I'd been a part of or associated with newspapers for 25 years and living with near-constant access to television, radio, magazines and the Associated Press. On North Caicos I had no TV and got my email via dial-up. Internet connection was quite expensive and limited. There were two weekly papers, both extremely partisan, which only sometimes made it to an out island in a timely manner.
Instead, I got the local news by working behind the bar at Pelican Beach Hotel and listening to the guys talk. Or by heading to Josh's and getting the scuttlebutt along with my Presidente beer. And eventually I learned how to sift basic information out of that gossipy mixture of age, race, occupation, family and prejudice.
I found fun in this process and enjoyed trying to pry the "real" story of any incident out of the jumble of versions I heard. Hey, it's a small island. There's not much to do, you know?
I so enjoyed extracting information this way that when I began to write Fish-Eye Lens, I decided to write it in the language of gossip. My protagonist, Cherry, has to piece together a story from the biased/self-deceiving/emotional/catty comments of the women she interviews. And it doesn't help that they're drinking all along, too.
I didn't believe gossip-news was unique to the islands, but I did think it was more common in smaller, developing nations than in places with a more mature fourth estate, where journalists took care to separate news and commentary.
Journalistic standards had been eroding for some time (anyone remember proofreaders?), but when I came back to the U.S. nearly five years later, I was appalled.

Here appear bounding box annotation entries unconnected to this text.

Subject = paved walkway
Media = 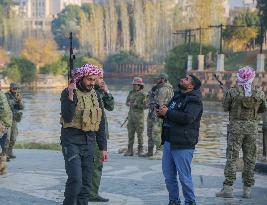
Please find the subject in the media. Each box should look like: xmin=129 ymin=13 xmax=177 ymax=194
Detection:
xmin=0 ymin=150 xmax=267 ymax=205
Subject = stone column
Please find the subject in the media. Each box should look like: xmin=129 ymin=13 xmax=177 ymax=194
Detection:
xmin=257 ymin=53 xmax=265 ymax=73
xmin=197 ymin=55 xmax=205 ymax=71
xmin=216 ymin=54 xmax=224 ymax=72
xmin=187 ymin=55 xmax=193 ymax=72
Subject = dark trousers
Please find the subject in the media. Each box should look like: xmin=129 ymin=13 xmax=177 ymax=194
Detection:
xmin=0 ymin=133 xmax=7 ymax=153
xmin=62 ymin=139 xmax=95 ymax=205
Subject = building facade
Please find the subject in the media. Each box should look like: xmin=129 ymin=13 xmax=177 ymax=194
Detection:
xmin=14 ymin=0 xmax=82 ymax=31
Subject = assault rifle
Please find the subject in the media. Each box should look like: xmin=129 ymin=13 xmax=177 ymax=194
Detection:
xmin=68 ymin=32 xmax=75 ymax=81
xmin=149 ymin=102 xmax=160 ymax=109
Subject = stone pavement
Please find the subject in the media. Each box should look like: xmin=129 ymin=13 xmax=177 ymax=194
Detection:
xmin=0 ymin=150 xmax=267 ymax=205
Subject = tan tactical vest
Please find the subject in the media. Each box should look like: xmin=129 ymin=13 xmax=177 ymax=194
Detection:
xmin=230 ymin=87 xmax=262 ymax=120
xmin=61 ymin=89 xmax=102 ymax=132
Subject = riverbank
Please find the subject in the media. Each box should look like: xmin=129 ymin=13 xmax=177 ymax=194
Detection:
xmin=0 ymin=150 xmax=267 ymax=205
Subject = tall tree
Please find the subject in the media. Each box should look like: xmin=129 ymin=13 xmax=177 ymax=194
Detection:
xmin=52 ymin=5 xmax=81 ymax=48
xmin=257 ymin=0 xmax=267 ymax=30
xmin=223 ymin=12 xmax=259 ymax=51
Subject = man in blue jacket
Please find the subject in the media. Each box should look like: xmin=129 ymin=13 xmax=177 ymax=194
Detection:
xmin=157 ymin=75 xmax=203 ymax=205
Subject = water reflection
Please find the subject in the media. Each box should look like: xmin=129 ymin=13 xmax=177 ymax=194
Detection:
xmin=18 ymin=86 xmax=262 ymax=163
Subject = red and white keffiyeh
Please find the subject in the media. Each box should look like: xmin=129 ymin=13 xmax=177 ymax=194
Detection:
xmin=72 ymin=64 xmax=103 ymax=83
xmin=237 ymin=66 xmax=256 ymax=97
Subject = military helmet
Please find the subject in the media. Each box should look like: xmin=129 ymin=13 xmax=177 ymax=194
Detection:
xmin=132 ymin=77 xmax=144 ymax=85
xmin=9 ymin=83 xmax=18 ymax=89
xmin=159 ymin=72 xmax=169 ymax=80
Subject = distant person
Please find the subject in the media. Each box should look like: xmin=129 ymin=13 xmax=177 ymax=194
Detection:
xmin=5 ymin=83 xmax=24 ymax=160
xmin=89 ymin=69 xmax=114 ymax=202
xmin=144 ymin=73 xmax=173 ymax=159
xmin=60 ymin=64 xmax=108 ymax=205
xmin=156 ymin=75 xmax=203 ymax=205
xmin=216 ymin=66 xmax=266 ymax=198
xmin=0 ymin=81 xmax=12 ymax=175
xmin=124 ymin=77 xmax=146 ymax=156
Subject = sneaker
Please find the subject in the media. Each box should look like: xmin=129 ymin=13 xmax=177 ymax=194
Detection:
xmin=89 ymin=195 xmax=109 ymax=202
xmin=216 ymin=185 xmax=233 ymax=198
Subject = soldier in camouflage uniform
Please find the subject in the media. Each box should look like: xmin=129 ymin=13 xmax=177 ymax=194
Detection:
xmin=262 ymin=112 xmax=267 ymax=157
xmin=124 ymin=77 xmax=146 ymax=156
xmin=6 ymin=83 xmax=24 ymax=160
xmin=89 ymin=70 xmax=114 ymax=202
xmin=216 ymin=67 xmax=266 ymax=198
xmin=144 ymin=73 xmax=173 ymax=159
xmin=0 ymin=82 xmax=12 ymax=170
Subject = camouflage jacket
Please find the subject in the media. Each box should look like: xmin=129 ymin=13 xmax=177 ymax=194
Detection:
xmin=147 ymin=82 xmax=173 ymax=119
xmin=126 ymin=90 xmax=146 ymax=113
xmin=223 ymin=85 xmax=267 ymax=134
xmin=0 ymin=91 xmax=12 ymax=127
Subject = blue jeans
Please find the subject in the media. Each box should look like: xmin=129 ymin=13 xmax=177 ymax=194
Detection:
xmin=162 ymin=142 xmax=195 ymax=205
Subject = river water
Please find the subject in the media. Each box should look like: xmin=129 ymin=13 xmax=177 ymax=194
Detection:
xmin=15 ymin=85 xmax=261 ymax=164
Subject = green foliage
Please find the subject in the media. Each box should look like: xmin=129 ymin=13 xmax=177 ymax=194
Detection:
xmin=5 ymin=58 xmax=36 ymax=83
xmin=104 ymin=50 xmax=146 ymax=70
xmin=165 ymin=43 xmax=216 ymax=85
xmin=40 ymin=59 xmax=68 ymax=75
xmin=52 ymin=5 xmax=82 ymax=48
xmin=257 ymin=0 xmax=267 ymax=31
xmin=4 ymin=65 xmax=21 ymax=82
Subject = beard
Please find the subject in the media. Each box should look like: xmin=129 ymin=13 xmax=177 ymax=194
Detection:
xmin=178 ymin=83 xmax=187 ymax=90
xmin=77 ymin=81 xmax=93 ymax=92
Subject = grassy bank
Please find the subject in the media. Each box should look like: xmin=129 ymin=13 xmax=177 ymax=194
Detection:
xmin=15 ymin=142 xmax=61 ymax=151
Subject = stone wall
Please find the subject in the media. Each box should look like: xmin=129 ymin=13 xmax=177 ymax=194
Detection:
xmin=104 ymin=64 xmax=164 ymax=78
xmin=190 ymin=71 xmax=267 ymax=101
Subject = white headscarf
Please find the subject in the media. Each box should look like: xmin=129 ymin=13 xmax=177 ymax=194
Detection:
xmin=237 ymin=66 xmax=256 ymax=97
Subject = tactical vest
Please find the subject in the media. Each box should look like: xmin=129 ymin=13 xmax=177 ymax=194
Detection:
xmin=61 ymin=89 xmax=102 ymax=132
xmin=230 ymin=87 xmax=262 ymax=120
xmin=0 ymin=91 xmax=13 ymax=127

Newspaper layoffs everywhere. People taking Fox News seriously. Grandparents on Facebook. The blogosphere. Twitter. Crowd-sourcing.
Plenty of information was out there, but very little of it wasn't filtered through opinion, a ratings chase, product marketing or a desperate desire to get someone, anyone, to pay attention to a drowning business. Real news had taken a giant step backward into gossip-news.
And now we're into an election season that is dominated by the gossip of attack ads, spin and Facebook platitudes. To get any information at all, we all have to learn to separate what's being said from who is saying it and what his/her motives and interests might be.
In short, when it comes to information, the U.S. is just another Third World nation.
So good luck, my friends. Listen to the gossip carefully, and I'll see you on the other side.